There were 51 households, out of which 37.3% had children under the age of 18 living with them, 70.6% were married couples living together, 5.9% had a female householder with no husband present, and 21.6% were non-families. 19.6% of all households were made up of individuals, and 13.7% had someone living alone who was 65 years of age or older. The average household size was 2.59 and the average family size was 2.90.

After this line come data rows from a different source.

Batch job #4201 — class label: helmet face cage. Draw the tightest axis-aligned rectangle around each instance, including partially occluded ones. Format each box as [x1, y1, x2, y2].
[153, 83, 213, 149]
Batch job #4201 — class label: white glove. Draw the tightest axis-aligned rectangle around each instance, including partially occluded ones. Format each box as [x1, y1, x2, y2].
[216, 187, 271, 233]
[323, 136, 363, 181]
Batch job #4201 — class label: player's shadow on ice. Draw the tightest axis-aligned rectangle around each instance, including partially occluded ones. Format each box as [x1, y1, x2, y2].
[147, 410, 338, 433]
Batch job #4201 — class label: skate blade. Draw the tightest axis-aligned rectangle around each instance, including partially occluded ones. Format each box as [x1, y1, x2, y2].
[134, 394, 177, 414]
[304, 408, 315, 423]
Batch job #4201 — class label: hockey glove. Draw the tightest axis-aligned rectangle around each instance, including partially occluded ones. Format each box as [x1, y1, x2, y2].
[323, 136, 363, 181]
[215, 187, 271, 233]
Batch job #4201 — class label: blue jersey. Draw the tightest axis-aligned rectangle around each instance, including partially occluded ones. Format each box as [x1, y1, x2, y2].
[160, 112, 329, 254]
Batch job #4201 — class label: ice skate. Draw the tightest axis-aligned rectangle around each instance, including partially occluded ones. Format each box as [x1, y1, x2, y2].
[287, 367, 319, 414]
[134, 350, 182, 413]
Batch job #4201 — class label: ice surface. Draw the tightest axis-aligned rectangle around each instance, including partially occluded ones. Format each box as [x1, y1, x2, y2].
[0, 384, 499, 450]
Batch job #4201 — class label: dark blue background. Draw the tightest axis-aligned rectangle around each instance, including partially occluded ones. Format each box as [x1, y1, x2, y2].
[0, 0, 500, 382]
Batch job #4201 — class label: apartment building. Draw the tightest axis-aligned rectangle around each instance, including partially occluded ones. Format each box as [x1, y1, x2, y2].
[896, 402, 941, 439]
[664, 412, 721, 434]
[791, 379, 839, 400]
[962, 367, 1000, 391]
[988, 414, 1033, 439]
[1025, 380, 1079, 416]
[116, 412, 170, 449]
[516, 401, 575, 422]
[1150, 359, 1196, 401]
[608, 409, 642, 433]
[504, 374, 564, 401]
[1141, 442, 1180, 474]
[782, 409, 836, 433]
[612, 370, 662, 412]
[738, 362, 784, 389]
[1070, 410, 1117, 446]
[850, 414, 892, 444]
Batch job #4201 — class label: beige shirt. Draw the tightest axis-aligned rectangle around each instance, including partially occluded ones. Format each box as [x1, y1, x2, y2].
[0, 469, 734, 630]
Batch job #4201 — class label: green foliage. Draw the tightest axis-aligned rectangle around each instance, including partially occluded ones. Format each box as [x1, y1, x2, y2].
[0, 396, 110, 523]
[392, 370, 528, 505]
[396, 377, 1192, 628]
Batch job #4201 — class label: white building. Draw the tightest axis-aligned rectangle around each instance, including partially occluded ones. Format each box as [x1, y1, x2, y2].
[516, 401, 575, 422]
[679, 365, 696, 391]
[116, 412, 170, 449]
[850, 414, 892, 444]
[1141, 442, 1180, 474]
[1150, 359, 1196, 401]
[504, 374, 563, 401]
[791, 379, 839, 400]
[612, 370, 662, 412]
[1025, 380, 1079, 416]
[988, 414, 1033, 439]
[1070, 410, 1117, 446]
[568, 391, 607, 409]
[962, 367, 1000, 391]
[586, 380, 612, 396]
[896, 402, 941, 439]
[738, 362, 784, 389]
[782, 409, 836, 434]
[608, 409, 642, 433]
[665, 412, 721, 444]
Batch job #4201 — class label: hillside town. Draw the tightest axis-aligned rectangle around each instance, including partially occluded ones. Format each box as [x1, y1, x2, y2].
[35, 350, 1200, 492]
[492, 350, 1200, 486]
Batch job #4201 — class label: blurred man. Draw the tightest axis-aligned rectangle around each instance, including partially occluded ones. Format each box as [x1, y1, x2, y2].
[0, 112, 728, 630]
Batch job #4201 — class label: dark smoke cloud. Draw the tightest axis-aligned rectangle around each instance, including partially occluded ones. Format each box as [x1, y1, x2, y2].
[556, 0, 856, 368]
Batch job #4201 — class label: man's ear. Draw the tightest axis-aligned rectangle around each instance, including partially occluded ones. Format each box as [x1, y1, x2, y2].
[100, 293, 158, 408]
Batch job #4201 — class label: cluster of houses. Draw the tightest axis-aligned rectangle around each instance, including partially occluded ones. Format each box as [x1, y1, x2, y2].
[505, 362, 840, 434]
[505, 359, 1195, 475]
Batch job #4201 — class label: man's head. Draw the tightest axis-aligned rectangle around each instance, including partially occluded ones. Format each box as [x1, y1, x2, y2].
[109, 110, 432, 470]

In the village, the population was spread out, with 23.5% under the age of 18, 6.8% from 18 to 24, 35.6% from 25 to 44, 18.9% from 45 to 64, and 15.2% who were 65 years of age or older. The median age was 37 years. For every 100 females there were 73.7 males. For every 100 females age 18 and over, there were 77.2 males.

The median income for a household in the village was $50,000, and the median income for a family was $51,875. Males had a median income of $30,750 versus $23,750 for females. The per capita income for the village was $16,722. There were no families and 1.0% of the population living below the poverty line, including no under eighteens and 14.3% of those over 64.